The weather has been incredibly warm this weekend. Perfect, really, for a long weekend. Thursday evening I went to have a drink with my friend S. It was nice to hang out, just us women. We talked about this new job of mine, about whether she and her husband R will buy a condo or move out of their current apartment, and about me and me and E. My friend S is a therapist by trade, so she's good at making me feel like it's okay to have the emotions I have. It's so funny because I don't want to 'use' her like a therapist. She's my friend. But she loves being a therapist so much that she will sometimes prompt me to process. She is encouraging me to find a therapist for both me and T. I do want to do that. I've just been putting it off for other things, lately. But she told me to not feel bad about feeling sad sometimes when I'm around E, and to not blame myself for not being able to be really excited for the baby to come. I've heard all of that before, and I know that those feelings are normal, but I still can't help feeling bad that I can't get excited. I want to be excited about the baby, and it sucks that I just can't be.
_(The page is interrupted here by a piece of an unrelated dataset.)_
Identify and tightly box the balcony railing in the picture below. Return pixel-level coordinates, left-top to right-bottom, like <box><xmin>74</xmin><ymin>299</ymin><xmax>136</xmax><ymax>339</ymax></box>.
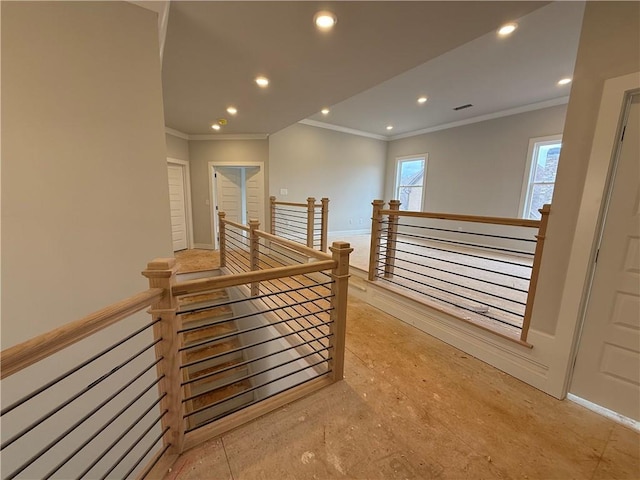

Anyway, last night we went out to a super yummy dinner with my parents and my brother and sister-in-law's exchange student from Poland. She's a good kid. Since my brother's family lives in NH, just over the border, she was grateful to be in the city for a little bit. I had rack of lamb stuffed with cheese, olives, sun dried tomatoes and mushrooms with porcini ravioli. It was super delicious.
Today E is having a birthday cookout for herself. I've made potato salad and we bought the fixins for raspberry lime rickeys (with raspberry Stoli for those who want to indulge). I'm also going to make rice crispy squares since they're so easy and everybody loves them. Her friend L and her daughter M are going to be there. L's husband died suddenly a little over a year ago. I've only met her a couple of times, but it just makes me so sad to think of it. It's weird that because of her great loss, the concept of her daughter doesn't make me as sad as it might ordinarily do. My only worry is that when we all hang out that the only thing that people are going to be able to talk about is baby stuff, and that will definitely bum me out. I just don't have anything to contribute to those conversations. E and I are supposed to hang out with another friend and her fiance next weekend, and I worry about the baby discussions when that happens, too. I guess I'll just have to deal.
T and I talked about the new job more last night. It looks like I'm going to take it. It will make my days longer with the longer commute, but it's better than being totally bored and alone all day in my windowless office. I still need to look at the benefits, but I can't imagine they'll be so bad that I won't take the job. I'm excited but very nervous.
Also, I'm supposed to be fertile this weekend, but I totally haven't been. I don't know what's going on. Maybe all the stress from last week pushed me forward a bit. But I'm nervous that I'm going to miss it and we're going to miss our window of opportunity this month. But that's probably me just being paranoid. Still, I'm not seeing any signs that I'm fertile at present moment.
Ah, rolling with the punches. I kind of suck at that.